Bad behavior is encouraged here

Linda


----------



## Leslie (Apr 7, 2008)

Shirking responsibilities -- like real life and work -- is encouraged here.


----------



## Wisteria Clematis (Oct 29, 2008)

Breaks into a cold sweat just at the thought of any accident which would render one small electronic device inoperable for even one day.


----------



## Linda Cannon-Mott (Oct 28, 2008)

Leslie said:


> Shirking responsibilities -- like real life and work -- is encouraged here.


ROTFL...how true!


----------



## MamaProfCrash (Dec 16, 2008)

Defines success by the number of times we post


----------



## stevene9 (Nov 9, 2008)

robin.goodfellow said:


> Willing to talk to people for extended periods of time who may or may not be completely imaginary.


You mean, oh my gosh, you mean you all aren't real!!! (Shock!) And I've gotten to like you folks so much. I knew I was a sick puppy, but this is really bad. Do you think my Kindle is imaginary too. No, that would be too much. I simply couldn't take that. I, I think I am fading away. Nothing is real. Carol, my dear wife, goodbye. Molly and Maggie, my dear puppies, goodbye. I'm fading away. Imaginary, we are all imaginary, everything is imag................


----------



## Linda Cannon-Mott (Oct 28, 2008)

We admire weakness and encourage it!


----------



## MamaProfCrash (Dec 16, 2008)

We are all figments of Betsy's and Linda's imagination. This allows them to talk to themselves and others without appearing insane to people who watch them post.


----------



## Vegas_Asian (Nov 2, 2008)

they must have some kind of code we don't know about...for all we know they are plotting against us.


----------



## robin.goodfellow (Nov 17, 2008)

> You mean, oh my gosh, you mean you all aren't real!!!

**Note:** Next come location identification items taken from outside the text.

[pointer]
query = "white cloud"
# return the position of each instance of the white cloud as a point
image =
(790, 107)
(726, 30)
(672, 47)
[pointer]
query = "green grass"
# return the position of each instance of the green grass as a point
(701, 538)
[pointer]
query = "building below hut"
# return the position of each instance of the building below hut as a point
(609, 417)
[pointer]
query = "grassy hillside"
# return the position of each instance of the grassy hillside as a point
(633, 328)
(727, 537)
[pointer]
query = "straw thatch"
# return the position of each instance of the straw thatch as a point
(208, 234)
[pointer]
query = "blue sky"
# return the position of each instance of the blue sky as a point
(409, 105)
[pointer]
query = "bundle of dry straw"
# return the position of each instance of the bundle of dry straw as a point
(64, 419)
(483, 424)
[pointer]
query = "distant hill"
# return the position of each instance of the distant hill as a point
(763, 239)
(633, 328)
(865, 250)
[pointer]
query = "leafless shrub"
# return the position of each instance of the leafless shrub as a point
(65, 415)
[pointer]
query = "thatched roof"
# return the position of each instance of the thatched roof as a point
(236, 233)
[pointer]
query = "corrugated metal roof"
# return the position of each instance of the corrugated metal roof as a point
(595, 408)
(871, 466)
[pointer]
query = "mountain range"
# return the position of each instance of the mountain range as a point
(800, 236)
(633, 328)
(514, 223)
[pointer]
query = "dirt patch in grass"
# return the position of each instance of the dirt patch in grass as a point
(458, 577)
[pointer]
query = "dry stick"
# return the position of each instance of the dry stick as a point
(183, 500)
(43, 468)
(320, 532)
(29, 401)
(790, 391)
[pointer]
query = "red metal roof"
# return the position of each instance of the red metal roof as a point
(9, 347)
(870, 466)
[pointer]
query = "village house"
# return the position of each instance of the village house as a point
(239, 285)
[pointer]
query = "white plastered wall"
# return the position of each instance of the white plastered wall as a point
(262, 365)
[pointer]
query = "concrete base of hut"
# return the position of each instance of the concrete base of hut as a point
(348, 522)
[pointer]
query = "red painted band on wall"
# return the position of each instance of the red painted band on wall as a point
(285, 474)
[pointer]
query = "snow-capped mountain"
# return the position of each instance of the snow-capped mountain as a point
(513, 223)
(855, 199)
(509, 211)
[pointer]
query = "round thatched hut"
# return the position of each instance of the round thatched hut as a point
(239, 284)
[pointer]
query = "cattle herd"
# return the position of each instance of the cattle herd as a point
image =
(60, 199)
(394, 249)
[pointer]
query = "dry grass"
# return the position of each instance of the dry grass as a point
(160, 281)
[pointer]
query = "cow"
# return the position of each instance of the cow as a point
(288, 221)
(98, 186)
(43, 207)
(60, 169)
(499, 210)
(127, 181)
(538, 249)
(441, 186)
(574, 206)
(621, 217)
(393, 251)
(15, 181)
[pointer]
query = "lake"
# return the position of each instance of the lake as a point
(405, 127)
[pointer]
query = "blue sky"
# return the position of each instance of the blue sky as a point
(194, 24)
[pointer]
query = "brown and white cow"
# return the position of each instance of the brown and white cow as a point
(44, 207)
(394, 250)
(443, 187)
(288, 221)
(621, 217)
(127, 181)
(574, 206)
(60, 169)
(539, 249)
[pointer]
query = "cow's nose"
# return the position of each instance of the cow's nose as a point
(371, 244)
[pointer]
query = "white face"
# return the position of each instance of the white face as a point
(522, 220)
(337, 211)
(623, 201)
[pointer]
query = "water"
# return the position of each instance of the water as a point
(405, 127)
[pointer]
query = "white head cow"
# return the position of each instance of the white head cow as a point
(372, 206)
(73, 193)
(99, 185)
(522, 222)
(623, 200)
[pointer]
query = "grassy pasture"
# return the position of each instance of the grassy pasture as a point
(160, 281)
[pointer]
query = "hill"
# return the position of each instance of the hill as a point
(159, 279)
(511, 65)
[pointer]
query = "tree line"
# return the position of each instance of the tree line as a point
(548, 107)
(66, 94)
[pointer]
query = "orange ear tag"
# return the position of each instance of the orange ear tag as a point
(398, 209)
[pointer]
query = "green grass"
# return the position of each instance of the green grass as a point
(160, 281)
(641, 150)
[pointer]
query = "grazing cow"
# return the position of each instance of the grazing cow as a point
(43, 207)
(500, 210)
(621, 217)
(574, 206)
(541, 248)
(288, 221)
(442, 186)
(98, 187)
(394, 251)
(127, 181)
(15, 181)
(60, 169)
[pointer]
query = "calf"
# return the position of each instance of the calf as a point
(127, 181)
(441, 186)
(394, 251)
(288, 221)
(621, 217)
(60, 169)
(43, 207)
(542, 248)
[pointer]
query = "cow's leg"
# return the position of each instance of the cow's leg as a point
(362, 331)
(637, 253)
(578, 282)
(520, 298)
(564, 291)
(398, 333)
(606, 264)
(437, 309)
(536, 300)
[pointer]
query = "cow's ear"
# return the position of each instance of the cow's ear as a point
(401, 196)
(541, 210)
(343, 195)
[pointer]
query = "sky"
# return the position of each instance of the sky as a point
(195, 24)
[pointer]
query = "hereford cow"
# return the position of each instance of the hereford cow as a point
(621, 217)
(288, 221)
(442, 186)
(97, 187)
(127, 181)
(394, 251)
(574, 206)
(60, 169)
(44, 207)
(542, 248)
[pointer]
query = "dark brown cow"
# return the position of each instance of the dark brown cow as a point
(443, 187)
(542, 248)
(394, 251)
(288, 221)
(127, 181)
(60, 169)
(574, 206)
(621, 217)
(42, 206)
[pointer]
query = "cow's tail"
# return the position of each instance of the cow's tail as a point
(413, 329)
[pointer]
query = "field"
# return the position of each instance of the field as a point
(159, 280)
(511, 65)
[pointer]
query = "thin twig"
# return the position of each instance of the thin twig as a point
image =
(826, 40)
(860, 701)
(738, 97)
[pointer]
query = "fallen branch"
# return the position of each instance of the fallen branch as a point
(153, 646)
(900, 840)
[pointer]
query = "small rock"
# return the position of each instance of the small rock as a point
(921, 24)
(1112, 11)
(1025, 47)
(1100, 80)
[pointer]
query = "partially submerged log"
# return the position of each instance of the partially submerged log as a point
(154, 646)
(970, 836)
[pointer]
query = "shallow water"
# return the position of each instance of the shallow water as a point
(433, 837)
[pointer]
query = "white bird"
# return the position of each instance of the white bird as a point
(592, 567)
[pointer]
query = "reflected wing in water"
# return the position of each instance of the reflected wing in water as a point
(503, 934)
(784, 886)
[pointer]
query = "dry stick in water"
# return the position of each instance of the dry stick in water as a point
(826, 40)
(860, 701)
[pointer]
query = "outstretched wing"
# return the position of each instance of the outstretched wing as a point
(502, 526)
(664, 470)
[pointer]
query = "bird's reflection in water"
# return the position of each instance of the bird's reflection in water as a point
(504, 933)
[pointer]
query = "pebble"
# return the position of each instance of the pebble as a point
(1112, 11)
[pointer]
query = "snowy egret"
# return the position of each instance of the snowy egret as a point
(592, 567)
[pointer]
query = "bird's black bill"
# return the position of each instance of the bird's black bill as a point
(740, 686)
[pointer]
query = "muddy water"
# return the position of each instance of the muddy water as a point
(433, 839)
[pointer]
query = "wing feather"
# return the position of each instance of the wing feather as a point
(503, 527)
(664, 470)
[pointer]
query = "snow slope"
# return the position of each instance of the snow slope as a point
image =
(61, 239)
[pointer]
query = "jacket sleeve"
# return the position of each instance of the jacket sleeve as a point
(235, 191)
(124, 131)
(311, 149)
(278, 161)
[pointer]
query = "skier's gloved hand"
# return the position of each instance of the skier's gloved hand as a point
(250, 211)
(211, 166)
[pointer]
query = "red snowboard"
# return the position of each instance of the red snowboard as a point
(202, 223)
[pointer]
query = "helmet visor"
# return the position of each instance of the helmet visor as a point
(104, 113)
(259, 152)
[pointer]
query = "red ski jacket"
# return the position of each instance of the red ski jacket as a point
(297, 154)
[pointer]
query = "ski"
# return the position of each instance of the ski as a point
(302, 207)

I feel bad now. You thought we were real? Seriously?


----------



## Gables Girl (Oct 28, 2008)

Ouch! (Smacked self to make sure I was real.)   Yup I'm real, so we aren't all in their imaginations.


----------



## Jeff (Oct 28, 2008)

Teninx! Can I borrow your hat please?


----------



## Linda Cannon-Mott (Oct 28, 2008)

Lack of self discipline is a virture here.


----------



## KBoards Admin (Nov 27, 2007)

Secretly think superior thoughts when you see someone else reading a paper book. Awww, how quaint!


----------



## Leslie (Apr 7, 2008)

One must have an obsessive interest in saving change for the Coinstar change machine.

L


----------



## durphy (Nov 5, 2008)

Devices are dressed better than we are.


----------



## Neversleepsawink;) (Dec 16, 2008)

Spends hours on finding a moving avatar, and makes their own I'm a proud Kindle owner banner!  Yikes!


----------



## Dori (Oct 28, 2008)

Must have more time than $$$.  Don't cost $9.99 to read here and it is better than a best seller and covers all genres.


----------



## Lizzy (Nov 26, 2008)

To laugh at sympathize with people who keep screwing things up but never reveal all the times we did.


----------



## Ann in Arlington (Oct 27, 2008)

odd affinity for Hibbing. . . . .


Ann


----------



## Guest (Jan 14, 2009)

Ann Von Hagel said:


> odd affinity for Hibbing. . . . .
> 
> Ann


----------



## etiz (Dec 25, 2008)

views a $50 Amazon gift certificate as being more valuable than $50 cash...


----------



## Suzanne (Nov 3, 2008)

stevene9 said:


> You mean, oh my gosh, you mean you all aren't real!!! (Shock!) And I've gotten to like you folks so much. I knew I was a sick puppy, but this is really bad. Do you think my Kindle is imaginary too. No, that would be too much. I simply couldn't take that. I, I think I am fading away. Nothing is real. Carol, my dear wife, goodbye. Molly and Maggie, my dear puppies, goodbye. I'm fading away. Imaginary, we are all imaginary, everything is imag................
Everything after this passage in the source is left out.